Aurora Theater Sued After July Shooting Rampage

Posted October 9, 2012 in Criminal Law Personal Injury by

This photo released on Sept. 20, 2012 by the Arapahoe County Sheriff's Office shows James Holmes. Holmes is being held on charges in the shooting at an Aurora, Colo., theater on July 20 that killed 12 people and wounded 52. (AP Photo/Arapahoe County Sheriff)

Three plaintiffs have filed lawsuits against the owner of the Aurora Theater in Colorado following the July shooting attack by James Holmes which left 12 dead and 58 injured. The suits allege that Cinemark failed to provide adequate security and did not take precautions that could have stopped Holmes or mitigated the carnage he caused.
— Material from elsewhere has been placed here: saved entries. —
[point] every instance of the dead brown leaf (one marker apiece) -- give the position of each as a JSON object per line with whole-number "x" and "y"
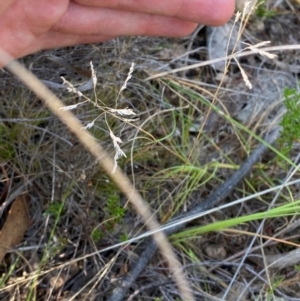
{"x": 15, "y": 226}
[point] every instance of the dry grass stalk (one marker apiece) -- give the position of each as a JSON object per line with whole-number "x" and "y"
{"x": 106, "y": 162}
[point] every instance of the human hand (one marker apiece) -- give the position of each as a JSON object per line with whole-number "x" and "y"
{"x": 27, "y": 26}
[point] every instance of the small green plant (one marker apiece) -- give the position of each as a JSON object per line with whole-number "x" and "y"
{"x": 291, "y": 121}
{"x": 97, "y": 235}
{"x": 114, "y": 211}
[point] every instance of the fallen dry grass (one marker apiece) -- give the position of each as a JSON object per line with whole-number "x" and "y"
{"x": 77, "y": 211}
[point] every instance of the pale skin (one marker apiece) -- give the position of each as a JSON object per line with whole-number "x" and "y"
{"x": 27, "y": 26}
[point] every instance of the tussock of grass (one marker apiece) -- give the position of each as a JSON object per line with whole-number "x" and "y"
{"x": 187, "y": 141}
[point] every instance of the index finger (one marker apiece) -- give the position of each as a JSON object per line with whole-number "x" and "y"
{"x": 213, "y": 12}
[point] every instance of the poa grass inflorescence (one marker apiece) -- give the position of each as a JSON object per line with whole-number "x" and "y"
{"x": 126, "y": 115}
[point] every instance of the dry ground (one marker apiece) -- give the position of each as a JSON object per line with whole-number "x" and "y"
{"x": 194, "y": 130}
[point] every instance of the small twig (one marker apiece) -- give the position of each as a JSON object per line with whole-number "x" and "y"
{"x": 90, "y": 143}
{"x": 212, "y": 200}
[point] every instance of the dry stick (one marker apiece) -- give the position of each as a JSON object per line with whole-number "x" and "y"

“Although the theater was showing a midnight premier of the movie and was expecting large crowds of people to attend the midnight showing, no security personnel were present for that showing,” the suits claim. “The exterior doors to the theater were lacking in any alarm system, interlocking security systems, or any other security or alarm features.”

Holmes entered the theater with a ticket, then propped open an emergency exit door as he went to his car, loaded up with guns, ammo and armor before coming back and opening fire.

Joshua Nowlan is the plaintiff in one of the lawsuits; the other names Denise Traynom and Brandon Axelrod. All three were shot or suffered other injuries while trying to escape the massacre.

Christina Habas

“The lawsuit is based upon Cinemark’s failure to provide for the safety and security of its theater and its patrons,” attorney Christina Habas, who is involved in both lawsuits, said in a news release. “Readily available security procedures, security equipment and security personnel would likely have prevented or deterred the gunman from accomplishing his planned assault on the theater’s patrons.”

Cinemark has asked the court to dismiss the suit, filing a motion that says, “It would be patently unfair, and legally unsound, to impose on Cinemark, a private business in the entertainment industry, the duty and burden to have foreseen and prevented the criminal equivalent of a meteor falling from the sky.”

 

Long-shot Lawsuit

Although they may have been filed with the best of intentions, the lawsuits have met with skepticism in some legal circles. “Did the movie theater know or have reason to know that some kind of violent crime might affect their patrons?” said University of Denver Law Professor Tom Russell, in an interview with the Denver Post. “It’s beyond belief that they would know this kind of attack was coming.”

Although the lawsuit alleges that the theater has seen robberies, assaults and at least one shooting in its past, it would be difficult to fit Holmes’ actions into any kind of pattern that the theater could have foreseen or predicted. “In any instance where the crime is so beyond the typical bounds of criminal behavior like this one was, it becomes more difficult to bring the suit,” Russell told Bloomberg news. “This is really a random kind of event for which I wouldn’t expect the business to have any kind of tort liability.”

Tom Russell

Speculation has also abounded that the University of Colorado, where Holmes was formerly a student, could be liable because he had guns and ammunition shipped to himself through the school. “I don’t see how they’ve acted unreasonably,” Russell said. “The mere fact that [the university] received packages is not unreasonable. Lots of us get packages at work.”

Similarly, notions that the producers of the Batman film that was showing in the theater, or any mental health professionals that treated Holmes prior to the shooting, could be liable is also a stretch, the law professor said. “The only obvious civil defendant is the shooter himself, and I doubt that he has anything in the way of assets or insurance.”